Johnson v. Marriott Management Services Corp.

Order, Supreme Court, Bronx County (Stanley Green, J.), entered June 5, 2006, which, to the extent appealed from as limited by the briefs, granted defendants’ motion for summary judgment dismissing the complaint on the ground that plaintiff did not suffer a serious injury under Insurance Law § 5102 (d), unanimously affirmed, without costs.

Defendants met their initial burden by making a prima facie showing that plaintiff did not sustain a “significant limitation of use of a body function or system” (Insurance Law § 5102 [d]). Defendants submitted, inter alia, an affidavit of a board-certified neurologist, who reviewed plaintiffs medical records, examined her and performed range of motion tests before concluding that there was no neurological disorder consequent *451to the instant motor vehicle accident. The affidavit of plaintiffs chiropractor failed to demonstrate that the cervical disc herniations or any other injury plaintiff suffered were causally related to the accident and were not, instead, related to a prior injury or degenerative condition (see Shinn v Catanzaro, 1 AD3d 195, 198 [2003]). Plaintiff also failed to explain the two-to-three-year gap in her treatment (Pommells v Perez, 4 NY3d 566, 574 [2005]).

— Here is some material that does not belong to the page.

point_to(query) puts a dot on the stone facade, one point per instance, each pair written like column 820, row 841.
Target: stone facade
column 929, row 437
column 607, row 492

Defendants similarly made a prima facie showing that plaintiff did not sustain a nonpermanent injury which prevented her from performing substantially her usual and customary daily activities for not less than 90 days during the 180 days immediately following her accident (Insurance Law § 5102 [d]). Defendants’ submissions included the opinion of the neurologist, plaintiffs medical records and a copy of plaintiffs bill of particulars in which she stated that she was only confined to bed for two weeks following the accident (see Copeland v Kasalica, 6 AD3d 253 [2004]). In opposition, plaintiff failed to provide objective, admissible evidence of the persistence of her injury during the statutorily relevant period, and her subjective statements are insufficient to create a triable issue regarding whether she sustained a serious injury under the 90/180-day category (see Nelson v Distant, 308 AD2d 338, 339-340 [2003]).

We have considered plaintiffs remaining contentions and find them unavailing. Concur—Lippman, P.J., Andrias, Marlow, Buckley and Catterson, JJ.